If it hopes to achieve a satisfactory negotiated settlement to the current standoff, the United States cannot simply choose “engagement” over “coercion;” it must pursue a strategy that combines continued offers of inducements with a considerable increase in coercive pressure.
December 4, 2006
David C. Kang
Almost all observers—whether they favor the broad strategies of engagement or containment—agree on the basic goals of any approach to North Korea: at a minimum the abolition of the North’s nuclear program, at best a complete change of regime behavior or even the regime itself. Their disagreement lies in which strategy best reaches these goals. Furthermore, the basic contours of any deal over North Korea’s nuclear program are well-known: The North abandons its nuclear program in exchange for U.S. security guarantees and normalization of ties. Indeed, this was the core of an “agreement in principle” reached during the Six-Party Talks in 2005.
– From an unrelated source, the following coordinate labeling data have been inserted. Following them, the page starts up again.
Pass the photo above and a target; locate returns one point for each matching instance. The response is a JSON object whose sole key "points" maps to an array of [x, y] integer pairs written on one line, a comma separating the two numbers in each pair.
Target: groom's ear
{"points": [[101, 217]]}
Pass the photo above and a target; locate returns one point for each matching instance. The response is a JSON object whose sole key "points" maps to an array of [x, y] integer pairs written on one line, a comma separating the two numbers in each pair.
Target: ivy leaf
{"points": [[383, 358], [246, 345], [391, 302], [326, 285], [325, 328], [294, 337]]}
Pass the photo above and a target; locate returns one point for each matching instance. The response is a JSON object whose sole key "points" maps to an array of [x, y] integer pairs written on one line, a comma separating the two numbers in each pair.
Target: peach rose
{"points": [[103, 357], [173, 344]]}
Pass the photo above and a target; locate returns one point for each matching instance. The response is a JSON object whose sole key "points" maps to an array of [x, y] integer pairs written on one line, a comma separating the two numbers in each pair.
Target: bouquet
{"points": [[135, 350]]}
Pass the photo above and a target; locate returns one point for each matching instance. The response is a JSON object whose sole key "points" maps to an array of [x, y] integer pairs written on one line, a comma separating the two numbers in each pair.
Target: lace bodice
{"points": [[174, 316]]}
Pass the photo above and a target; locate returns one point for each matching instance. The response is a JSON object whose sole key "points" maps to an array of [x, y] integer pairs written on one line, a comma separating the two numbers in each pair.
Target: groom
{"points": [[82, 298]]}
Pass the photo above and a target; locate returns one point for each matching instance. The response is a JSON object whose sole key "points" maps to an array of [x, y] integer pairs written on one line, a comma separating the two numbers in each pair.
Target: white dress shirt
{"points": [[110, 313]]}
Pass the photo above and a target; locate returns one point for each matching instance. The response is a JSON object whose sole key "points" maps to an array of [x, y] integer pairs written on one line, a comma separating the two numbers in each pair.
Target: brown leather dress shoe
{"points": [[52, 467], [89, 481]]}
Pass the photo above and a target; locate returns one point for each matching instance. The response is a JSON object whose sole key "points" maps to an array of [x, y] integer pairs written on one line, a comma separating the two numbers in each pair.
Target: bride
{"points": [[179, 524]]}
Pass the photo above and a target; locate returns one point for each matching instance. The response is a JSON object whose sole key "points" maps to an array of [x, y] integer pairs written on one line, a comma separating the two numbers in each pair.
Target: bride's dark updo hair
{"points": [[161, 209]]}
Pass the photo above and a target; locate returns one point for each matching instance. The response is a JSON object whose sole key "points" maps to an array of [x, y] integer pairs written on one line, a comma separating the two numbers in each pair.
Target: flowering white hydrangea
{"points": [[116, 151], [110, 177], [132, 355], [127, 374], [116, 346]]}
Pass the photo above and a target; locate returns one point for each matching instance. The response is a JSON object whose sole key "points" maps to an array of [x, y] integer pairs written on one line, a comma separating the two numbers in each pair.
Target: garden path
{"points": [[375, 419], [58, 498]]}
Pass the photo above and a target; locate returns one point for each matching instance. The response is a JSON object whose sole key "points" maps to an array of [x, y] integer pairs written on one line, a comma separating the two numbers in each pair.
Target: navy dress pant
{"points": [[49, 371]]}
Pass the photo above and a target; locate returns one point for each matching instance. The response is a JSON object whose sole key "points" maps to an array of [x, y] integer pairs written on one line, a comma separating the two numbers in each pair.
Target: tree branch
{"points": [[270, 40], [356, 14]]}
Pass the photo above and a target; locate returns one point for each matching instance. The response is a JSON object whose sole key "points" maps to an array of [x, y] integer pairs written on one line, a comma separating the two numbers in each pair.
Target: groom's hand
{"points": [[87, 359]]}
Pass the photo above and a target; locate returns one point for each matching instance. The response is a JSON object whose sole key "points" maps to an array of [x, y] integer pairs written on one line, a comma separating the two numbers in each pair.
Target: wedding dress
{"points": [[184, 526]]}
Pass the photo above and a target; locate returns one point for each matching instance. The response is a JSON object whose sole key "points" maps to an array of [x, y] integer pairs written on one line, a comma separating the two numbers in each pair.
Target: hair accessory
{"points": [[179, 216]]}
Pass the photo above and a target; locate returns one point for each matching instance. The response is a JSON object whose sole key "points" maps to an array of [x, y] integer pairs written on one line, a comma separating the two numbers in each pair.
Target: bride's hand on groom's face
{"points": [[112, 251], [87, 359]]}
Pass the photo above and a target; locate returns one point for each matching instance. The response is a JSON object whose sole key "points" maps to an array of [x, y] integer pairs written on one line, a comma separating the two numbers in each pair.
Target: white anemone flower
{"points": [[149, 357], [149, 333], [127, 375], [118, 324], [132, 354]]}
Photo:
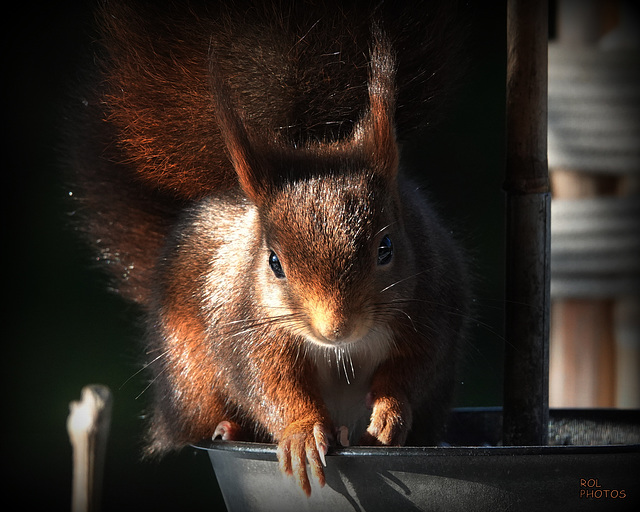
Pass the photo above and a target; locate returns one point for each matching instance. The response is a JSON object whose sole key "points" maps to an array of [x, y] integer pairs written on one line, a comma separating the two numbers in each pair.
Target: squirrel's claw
{"points": [[227, 431], [302, 443]]}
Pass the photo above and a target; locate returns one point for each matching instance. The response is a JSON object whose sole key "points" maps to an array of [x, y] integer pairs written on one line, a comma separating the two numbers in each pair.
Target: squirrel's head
{"points": [[330, 216]]}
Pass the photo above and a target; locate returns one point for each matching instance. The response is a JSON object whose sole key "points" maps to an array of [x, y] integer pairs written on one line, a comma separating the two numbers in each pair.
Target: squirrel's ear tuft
{"points": [[375, 132], [251, 168]]}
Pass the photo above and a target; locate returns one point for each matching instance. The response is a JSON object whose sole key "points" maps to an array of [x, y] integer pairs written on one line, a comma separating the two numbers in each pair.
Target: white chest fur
{"points": [[345, 378]]}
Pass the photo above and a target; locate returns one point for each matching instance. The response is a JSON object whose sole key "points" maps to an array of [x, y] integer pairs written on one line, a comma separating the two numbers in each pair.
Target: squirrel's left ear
{"points": [[375, 132]]}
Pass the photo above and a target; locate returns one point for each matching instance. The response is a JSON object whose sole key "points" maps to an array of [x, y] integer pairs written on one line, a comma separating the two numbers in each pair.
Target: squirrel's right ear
{"points": [[375, 132], [250, 167]]}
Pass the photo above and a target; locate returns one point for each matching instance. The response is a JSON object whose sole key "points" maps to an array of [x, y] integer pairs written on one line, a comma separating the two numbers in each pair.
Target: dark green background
{"points": [[62, 330]]}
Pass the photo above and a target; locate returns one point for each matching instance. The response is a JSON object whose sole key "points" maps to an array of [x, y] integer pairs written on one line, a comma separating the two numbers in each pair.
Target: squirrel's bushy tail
{"points": [[145, 142]]}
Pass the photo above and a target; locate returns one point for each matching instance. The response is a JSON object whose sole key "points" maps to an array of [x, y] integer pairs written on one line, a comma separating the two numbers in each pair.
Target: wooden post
{"points": [[88, 428], [526, 389]]}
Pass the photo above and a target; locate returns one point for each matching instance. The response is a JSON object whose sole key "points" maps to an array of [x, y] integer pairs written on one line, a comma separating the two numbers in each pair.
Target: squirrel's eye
{"points": [[274, 263], [385, 251]]}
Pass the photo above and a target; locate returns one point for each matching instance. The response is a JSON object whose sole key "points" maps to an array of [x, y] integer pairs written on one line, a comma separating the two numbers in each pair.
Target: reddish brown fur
{"points": [[215, 137]]}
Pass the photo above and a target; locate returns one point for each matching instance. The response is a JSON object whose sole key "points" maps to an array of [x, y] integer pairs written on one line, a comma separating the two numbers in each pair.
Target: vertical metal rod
{"points": [[526, 386]]}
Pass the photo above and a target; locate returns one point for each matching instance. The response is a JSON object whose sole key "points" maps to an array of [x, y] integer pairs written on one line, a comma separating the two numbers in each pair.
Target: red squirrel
{"points": [[238, 173]]}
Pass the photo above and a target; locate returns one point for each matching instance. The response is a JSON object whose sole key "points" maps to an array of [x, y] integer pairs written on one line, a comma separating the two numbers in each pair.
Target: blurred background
{"points": [[65, 330]]}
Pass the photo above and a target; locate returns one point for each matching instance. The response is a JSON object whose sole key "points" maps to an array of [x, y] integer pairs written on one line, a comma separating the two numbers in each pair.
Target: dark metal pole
{"points": [[526, 387]]}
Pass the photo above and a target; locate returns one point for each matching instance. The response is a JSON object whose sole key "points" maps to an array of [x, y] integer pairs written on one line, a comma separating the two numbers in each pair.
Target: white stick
{"points": [[88, 428]]}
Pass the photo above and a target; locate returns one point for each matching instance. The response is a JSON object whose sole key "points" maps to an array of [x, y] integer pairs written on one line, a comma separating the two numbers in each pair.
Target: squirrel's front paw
{"points": [[390, 423], [304, 441]]}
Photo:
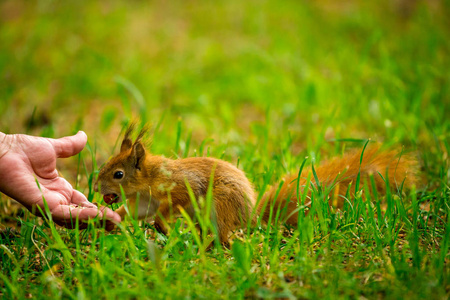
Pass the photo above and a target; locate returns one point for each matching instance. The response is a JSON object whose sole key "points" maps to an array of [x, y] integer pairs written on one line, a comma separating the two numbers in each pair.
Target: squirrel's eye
{"points": [[118, 175]]}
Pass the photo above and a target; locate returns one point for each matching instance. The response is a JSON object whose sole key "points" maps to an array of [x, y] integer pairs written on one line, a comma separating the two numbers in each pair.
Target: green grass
{"points": [[262, 84]]}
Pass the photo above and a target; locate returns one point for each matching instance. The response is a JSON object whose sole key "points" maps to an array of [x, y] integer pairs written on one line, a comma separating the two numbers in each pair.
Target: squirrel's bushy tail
{"points": [[335, 177]]}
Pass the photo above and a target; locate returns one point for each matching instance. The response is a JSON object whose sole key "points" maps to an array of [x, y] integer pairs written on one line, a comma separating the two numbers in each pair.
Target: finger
{"points": [[80, 199], [67, 215], [69, 145], [110, 214]]}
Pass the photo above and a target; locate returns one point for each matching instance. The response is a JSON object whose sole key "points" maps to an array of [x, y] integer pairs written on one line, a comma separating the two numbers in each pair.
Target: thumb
{"points": [[69, 145]]}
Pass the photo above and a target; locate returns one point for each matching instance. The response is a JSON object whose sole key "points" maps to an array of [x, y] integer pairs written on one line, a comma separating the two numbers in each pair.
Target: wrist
{"points": [[4, 147]]}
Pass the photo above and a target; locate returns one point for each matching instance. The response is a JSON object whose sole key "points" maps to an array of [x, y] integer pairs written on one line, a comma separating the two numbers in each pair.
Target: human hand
{"points": [[26, 159]]}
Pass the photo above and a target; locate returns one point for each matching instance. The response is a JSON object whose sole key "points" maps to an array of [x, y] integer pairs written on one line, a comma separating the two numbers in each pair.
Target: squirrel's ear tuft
{"points": [[126, 144], [138, 154]]}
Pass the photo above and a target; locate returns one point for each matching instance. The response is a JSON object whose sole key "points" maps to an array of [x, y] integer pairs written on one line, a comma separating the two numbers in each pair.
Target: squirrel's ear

However, the 2005 “agreement in principle” almost immediately fell victim to issues of implementation: the United States wants the North to make major steps toward dismantling its programs first, while the North wants demonstrated commitment by the United States first. Both sides mistrust each other so much that they are unwilling to make the first move.
Some believe that more pressure is the solution. However, sanctions or other coercive actions (even if China and South Korea go along with these measures) are unlikely to change North Korean behavior. Indeed, the United States needs to decide whether coercion is helping contain and resolve the North Korean nuclear threat, or whether it is in fact exacerbating that threat by prompting a response from North Korea. As is the case with most countries, North Korea has historically met external pressure with pressure of its own. Some believe that coercion will eventually cause the North to capitulate. Unfortunately, past history reveals that this appears unlikely. There is little reason to think that applying even more pressure on North Korea will finally result in a deescalation of tension.
Alternatively, a strategy of economic engagement that addresses North Korean security concerns while saturating North Korean citizens with capitalist ideas is the best strategy for the United States to pursue: It is transformative, gradual, and peaceful. Capitalism is a powerful force, and when it is unleashed, it is very difficult to turn it back. Give North Koreans a taste of economic freedoms and outside ideas and the next generation will view their own leadership and the world in different terms. Economic transformation is also the most likely strategy to help North Korean citizens: Our quarrel is not with the people of North Korea—they are the victims of a brutal and repressive regime.